Jupiter and Super-Earth embedded in a gaseous disc

TL;DR

This study explores how a Jupiter and a Super-Earth interact and migrate within a gaseous protoplanetary disc, revealing conditions for resonance capture and stability through hydrodynamical simulations.

Contribution

It provides new insights into the orbital evolution and resonance capture of a Super-Earth and Jupiter in a gaseous disc using detailed 2D hydrodynamical models.

Findings

Jupiter captures Super-Earth into 3:2 or 4:3 resonances.

Resonance stability depends on initial positions and eccentricity.

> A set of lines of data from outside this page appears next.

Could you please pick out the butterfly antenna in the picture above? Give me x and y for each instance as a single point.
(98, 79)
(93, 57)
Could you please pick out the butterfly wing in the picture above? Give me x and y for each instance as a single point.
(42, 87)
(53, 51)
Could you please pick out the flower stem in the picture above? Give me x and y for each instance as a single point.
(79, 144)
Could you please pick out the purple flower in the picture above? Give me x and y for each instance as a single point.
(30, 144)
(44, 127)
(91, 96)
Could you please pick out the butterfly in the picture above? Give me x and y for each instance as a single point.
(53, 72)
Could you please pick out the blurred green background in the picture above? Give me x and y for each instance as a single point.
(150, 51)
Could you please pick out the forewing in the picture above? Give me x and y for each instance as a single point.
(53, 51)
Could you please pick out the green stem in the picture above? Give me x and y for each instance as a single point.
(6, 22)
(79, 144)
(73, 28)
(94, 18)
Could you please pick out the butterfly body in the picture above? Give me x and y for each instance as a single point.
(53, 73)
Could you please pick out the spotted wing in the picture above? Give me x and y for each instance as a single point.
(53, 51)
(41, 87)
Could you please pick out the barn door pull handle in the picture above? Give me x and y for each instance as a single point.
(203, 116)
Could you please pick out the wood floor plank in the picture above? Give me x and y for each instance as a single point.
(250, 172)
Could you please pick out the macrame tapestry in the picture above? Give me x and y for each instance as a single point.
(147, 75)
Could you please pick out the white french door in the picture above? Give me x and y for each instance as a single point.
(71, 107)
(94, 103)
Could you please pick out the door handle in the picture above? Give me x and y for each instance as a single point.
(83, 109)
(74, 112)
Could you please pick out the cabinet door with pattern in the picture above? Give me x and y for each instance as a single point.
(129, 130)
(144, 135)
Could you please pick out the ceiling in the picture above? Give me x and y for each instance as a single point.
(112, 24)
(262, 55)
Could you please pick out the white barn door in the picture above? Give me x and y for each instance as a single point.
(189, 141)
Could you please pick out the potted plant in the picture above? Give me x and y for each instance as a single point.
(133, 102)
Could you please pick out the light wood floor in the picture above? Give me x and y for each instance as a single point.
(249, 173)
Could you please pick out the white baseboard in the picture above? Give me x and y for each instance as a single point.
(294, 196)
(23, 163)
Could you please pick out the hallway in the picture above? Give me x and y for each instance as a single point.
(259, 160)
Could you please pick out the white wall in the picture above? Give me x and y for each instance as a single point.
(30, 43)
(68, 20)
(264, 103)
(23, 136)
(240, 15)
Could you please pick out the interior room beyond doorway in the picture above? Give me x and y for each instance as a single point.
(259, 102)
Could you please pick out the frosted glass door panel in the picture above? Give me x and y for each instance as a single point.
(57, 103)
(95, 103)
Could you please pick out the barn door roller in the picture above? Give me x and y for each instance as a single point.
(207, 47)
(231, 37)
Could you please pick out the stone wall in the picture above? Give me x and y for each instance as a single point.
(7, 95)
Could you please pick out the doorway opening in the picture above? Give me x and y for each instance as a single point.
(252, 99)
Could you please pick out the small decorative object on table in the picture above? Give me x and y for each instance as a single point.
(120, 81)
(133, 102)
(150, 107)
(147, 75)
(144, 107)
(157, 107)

Super-Earth can be scattered if initial conditions are not favorable.

Abstract

In this paper we investigate the evolution of a pair of interacting planets - a Jupiter mass planet and a Super-Earth with the 5.5 Earth masses - orbiting a Solar type star and embedded in a gaseous protoplanetary disc. We focus on the effects of type I and II orbital migrations, caused by the planet-disc interaction, leading to the Super-Earth capture in first order mean motion resonances by the Jupiter. The stability of the resulting resonant system in which the Super-Earth is on the internal orbit relatively to the Jupiter has been studied numerically by means of full 2D hydrodynamical simulations. Our main motivation is to determine the Super-Earth behaviour in the presence of the gas giant in the system. It has been found that the Jupiter captures the Super-Earth into the interior 3:2 or 4:3 mean motion resonances and the stability of such configurations depends on the initial planet positions and eccentricity evolution. If the initial separation of planet orbits is larger or close to that required for the exact resonance than the final outcome is the migration of the pair of planets with the rate similar to that of the gas giant at least for time of our simulations. Otherwise we observe a scattering of the Super-Earth from the disc. The evolution of planets immersed in the gaseous disc has been compared with their behaviour in the case of the classical three-body problem when the disc is absent.